Ethiopia is often compared to India and has soaked up a lot of both Indian and Arabic influence in its dress, language, architecture and music, thanks to the trade routes that connect it to the asian continent, making it even more fascinating than the average African country. (continued below)

For me travel is so much more about the journey and though it might be a little uncomfortable at times, I feel the experience of being another person using public transport endears you to local people in a way that so often restores my faith in humanity and allows me for just a brief while to be accepted as part of culture that my skin mostly leaves me outside of. 

 

Such was the experience with the Toyota.
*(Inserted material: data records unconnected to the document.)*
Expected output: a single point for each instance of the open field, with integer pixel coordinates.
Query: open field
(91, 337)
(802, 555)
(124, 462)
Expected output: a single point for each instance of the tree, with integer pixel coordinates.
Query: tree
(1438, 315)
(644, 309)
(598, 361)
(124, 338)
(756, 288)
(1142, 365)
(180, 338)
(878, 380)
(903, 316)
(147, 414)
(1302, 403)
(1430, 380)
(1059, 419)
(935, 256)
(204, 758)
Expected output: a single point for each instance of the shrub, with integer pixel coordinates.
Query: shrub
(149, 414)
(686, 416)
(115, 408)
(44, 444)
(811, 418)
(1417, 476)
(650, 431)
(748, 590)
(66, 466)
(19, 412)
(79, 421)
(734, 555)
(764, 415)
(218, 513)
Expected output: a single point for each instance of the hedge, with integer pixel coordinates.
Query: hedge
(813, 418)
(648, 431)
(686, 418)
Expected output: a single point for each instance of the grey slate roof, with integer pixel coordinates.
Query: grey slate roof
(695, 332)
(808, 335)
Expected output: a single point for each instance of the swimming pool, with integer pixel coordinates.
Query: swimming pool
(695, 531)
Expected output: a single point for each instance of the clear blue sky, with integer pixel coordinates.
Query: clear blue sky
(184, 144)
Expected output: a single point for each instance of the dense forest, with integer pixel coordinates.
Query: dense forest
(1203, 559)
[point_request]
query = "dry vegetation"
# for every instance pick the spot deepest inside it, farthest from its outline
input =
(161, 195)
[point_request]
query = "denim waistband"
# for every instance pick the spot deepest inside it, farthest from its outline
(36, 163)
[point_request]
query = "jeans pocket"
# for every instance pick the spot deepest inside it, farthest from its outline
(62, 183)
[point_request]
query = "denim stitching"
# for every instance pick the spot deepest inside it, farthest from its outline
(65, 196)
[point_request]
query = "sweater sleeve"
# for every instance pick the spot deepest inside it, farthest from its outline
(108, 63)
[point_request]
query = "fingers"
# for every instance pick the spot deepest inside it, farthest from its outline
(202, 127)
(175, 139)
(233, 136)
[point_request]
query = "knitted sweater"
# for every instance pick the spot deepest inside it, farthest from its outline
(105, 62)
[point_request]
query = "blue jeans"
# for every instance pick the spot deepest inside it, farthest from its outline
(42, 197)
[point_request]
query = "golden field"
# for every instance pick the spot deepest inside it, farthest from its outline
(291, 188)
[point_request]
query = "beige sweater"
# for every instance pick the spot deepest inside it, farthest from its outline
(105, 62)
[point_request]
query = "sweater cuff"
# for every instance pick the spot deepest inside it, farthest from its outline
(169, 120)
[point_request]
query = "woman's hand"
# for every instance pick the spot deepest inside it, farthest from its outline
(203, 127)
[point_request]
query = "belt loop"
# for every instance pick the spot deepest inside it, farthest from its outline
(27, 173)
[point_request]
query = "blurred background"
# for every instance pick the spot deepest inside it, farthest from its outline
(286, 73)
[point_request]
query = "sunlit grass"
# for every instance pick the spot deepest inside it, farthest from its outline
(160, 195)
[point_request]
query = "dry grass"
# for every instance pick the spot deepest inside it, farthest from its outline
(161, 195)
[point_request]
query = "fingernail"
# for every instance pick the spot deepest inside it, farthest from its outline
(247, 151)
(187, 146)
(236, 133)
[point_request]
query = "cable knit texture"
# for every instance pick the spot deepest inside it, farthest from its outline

After three minibuses (local transport) and seven hours on the road, I waited for a last ride of 64km to Lalibela, which I had been told wasn't possible, that I'd have to wait until morning, but so had I been told the same thing before every bus to every place since I'd started that morning so I didn't pay much notice. I waited on the corner of the turn off to my destination, munching on some roasted barley I'd just bought, when a ute turned up and I again used my very sophisticated "(pointing-) Lalibela?!” sign language to communicate my needs. The man wanted 200 birr ($10) and was totally uninterested in bargaining, luckily another local man asked me where I was going and asked again for me, at which point they said I could pay 100 birr if I rode in the back, which I was happy to do (though less so when I found out everyone else was paying fifteen). 

 

It was a bit of a tough journey, excessively bumpy along a winding dirt road that kicked up a huge amount of dust that left me looking extremely Oliver-twist-esque, and that was before it started to rain, but my three companions made it pretty wonderful: Two men and a young woman with a little toddler strapped to her back. She held onto my leg through the journey to steady herself while the other men held onto her shoulder to keep her from knocking around too much. About half way through she wrapped her thin scarf around my head to keep the dust from my eyes and frequently patted my knee and gave me a thumbs up. We all laughed together as we were thrown in the air over particularly violent bumps, or local kids screamed FIRENZE (foreigner) after the car at me, and they saw my obvious embarrassment. 

 

The older man shared his warm shawl with me as the afternoon light faded and it got a little cooler as we approached Lalibela, and for once, I felt the way I do in India, as if I was home. It's a feeling of kindness, humanity and community that I never feel in the western world with all our walls and barriers and social divides, and it brings me a deep, deep, all-encompassing joy that feels quite addictive, it is for these moments that I have such a deep desire to travel.